# just lost a heap of respect for strikeforce wtf...



## Reflex (Nov 9, 2012)

Lol what sore losers showing fedors only 3 losses as a montage imagine ufc showing chucks last 5 ko losses and asking you to vote for it as ufc s best moment!


----------



## Canadian Psycho (Apr 22, 2007)

Haha, I thought it was a dickish move myself, but what can you do.


----------



## AlphaDawg (Nov 16, 2009)

His losses were definitely the best moments in Strikeforce. I can't think of any moments bigger than when he was choked out, knocked out or beaten. Only thing that comes close is Carano vs Cyborg.


----------



## Life B Ez (Jan 23, 2010)

AlphaDawg said:


> His losses were definitely the best moments in Strikeforce. I can't think of any moments bigger than when he was choked out, knocked out or beaten. Only thing that comes close is Carano vs Cyborg.


Unfortunately I can think of a bigger moment. Stockton 209. Strikeforce brawl.

Sent from my Samsung Galaxy S3


----------



## RearNaked (Jul 20, 2012)

Scott Smith KO'ing Cung Le was my favorite SF moment.


----------



## Term (Jul 28, 2009)

Well it is the most memorable moment, not best moment. Fedor losing three in a row was pretty memorable. 
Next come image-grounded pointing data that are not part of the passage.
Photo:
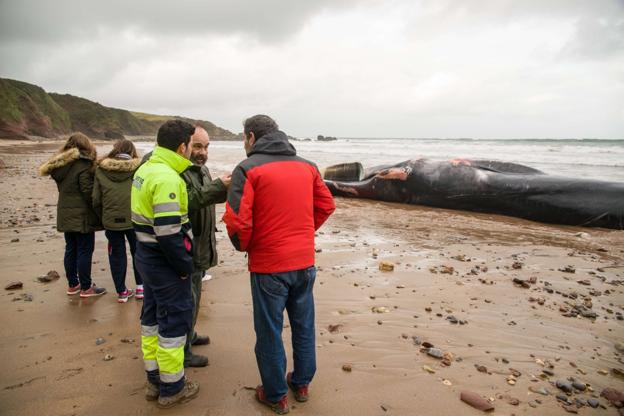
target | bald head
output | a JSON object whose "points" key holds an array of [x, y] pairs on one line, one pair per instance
{"points": [[199, 146]]}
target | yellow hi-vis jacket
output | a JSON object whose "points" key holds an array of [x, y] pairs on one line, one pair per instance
{"points": [[160, 211]]}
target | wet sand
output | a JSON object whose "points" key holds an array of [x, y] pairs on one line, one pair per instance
{"points": [[52, 365]]}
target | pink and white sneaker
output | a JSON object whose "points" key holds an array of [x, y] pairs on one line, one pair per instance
{"points": [[125, 295]]}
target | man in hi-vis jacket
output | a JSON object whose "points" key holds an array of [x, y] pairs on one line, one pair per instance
{"points": [[163, 258], [276, 202]]}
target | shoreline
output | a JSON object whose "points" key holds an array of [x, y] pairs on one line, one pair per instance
{"points": [[446, 263]]}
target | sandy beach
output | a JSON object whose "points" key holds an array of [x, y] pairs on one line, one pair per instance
{"points": [[452, 286]]}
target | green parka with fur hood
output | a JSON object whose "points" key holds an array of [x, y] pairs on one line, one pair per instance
{"points": [[111, 191], [73, 173]]}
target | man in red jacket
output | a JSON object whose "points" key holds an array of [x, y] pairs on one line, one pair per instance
{"points": [[276, 202]]}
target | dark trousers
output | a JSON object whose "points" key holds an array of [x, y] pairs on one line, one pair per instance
{"points": [[166, 314], [78, 254], [117, 258], [271, 294], [196, 286]]}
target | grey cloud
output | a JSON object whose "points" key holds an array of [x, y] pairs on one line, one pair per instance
{"points": [[597, 38], [46, 21]]}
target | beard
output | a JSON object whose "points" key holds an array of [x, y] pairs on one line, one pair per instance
{"points": [[198, 159]]}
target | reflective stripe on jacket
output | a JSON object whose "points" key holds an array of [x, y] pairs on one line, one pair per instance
{"points": [[160, 210]]}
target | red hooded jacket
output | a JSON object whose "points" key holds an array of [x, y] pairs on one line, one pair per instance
{"points": [[276, 202]]}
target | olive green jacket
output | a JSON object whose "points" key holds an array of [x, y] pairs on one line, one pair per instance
{"points": [[111, 192], [203, 193], [73, 174]]}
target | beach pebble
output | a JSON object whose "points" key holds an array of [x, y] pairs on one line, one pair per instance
{"points": [[564, 385], [539, 390], [386, 266], [615, 397], [594, 403], [14, 285], [49, 277], [428, 369], [435, 353], [476, 401], [481, 368]]}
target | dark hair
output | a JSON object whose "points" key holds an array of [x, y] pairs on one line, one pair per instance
{"points": [[259, 125], [82, 143], [173, 133], [123, 146]]}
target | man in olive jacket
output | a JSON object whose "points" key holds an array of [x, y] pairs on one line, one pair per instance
{"points": [[203, 193]]}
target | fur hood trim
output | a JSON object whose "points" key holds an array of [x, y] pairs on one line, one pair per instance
{"points": [[120, 165], [59, 160]]}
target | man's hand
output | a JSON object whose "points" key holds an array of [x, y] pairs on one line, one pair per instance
{"points": [[226, 179]]}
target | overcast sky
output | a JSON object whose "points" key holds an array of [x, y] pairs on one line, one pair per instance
{"points": [[348, 68]]}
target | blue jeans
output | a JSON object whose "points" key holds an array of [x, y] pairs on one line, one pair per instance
{"points": [[117, 257], [78, 255], [271, 294]]}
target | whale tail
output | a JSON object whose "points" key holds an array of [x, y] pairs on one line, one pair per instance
{"points": [[345, 172]]}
Sent from my iPhone using Verticalsports.com Free App


----------



## Rusty (Apr 13, 2010)

Rondas rise to power was my number one but I found it funny that Fedor lost three fights with Strikeforce of all organizations. Guess he ignored the UFC for a reason.


----------



## RearNaked (Jul 20, 2012)

Rusty said:


> Rondas rise to power was my number one but I found it funny that Fedor lost three fights with Strikeforce of all organizations. Guess he ignored the UFC for a reason.


He also beat 2 more former UFC champions in Strikeforce

With 2x wins over Nog, 2x wins over Coleman, a win over Randleman, a win over Sylvia, a win over Arlovski, a win over Rizzo and a win over Lindland, he had NINE wins over UFC Champions which is completely unheard of and will never be replicated. 

So shut your mouth and pay some respect to the best of all time.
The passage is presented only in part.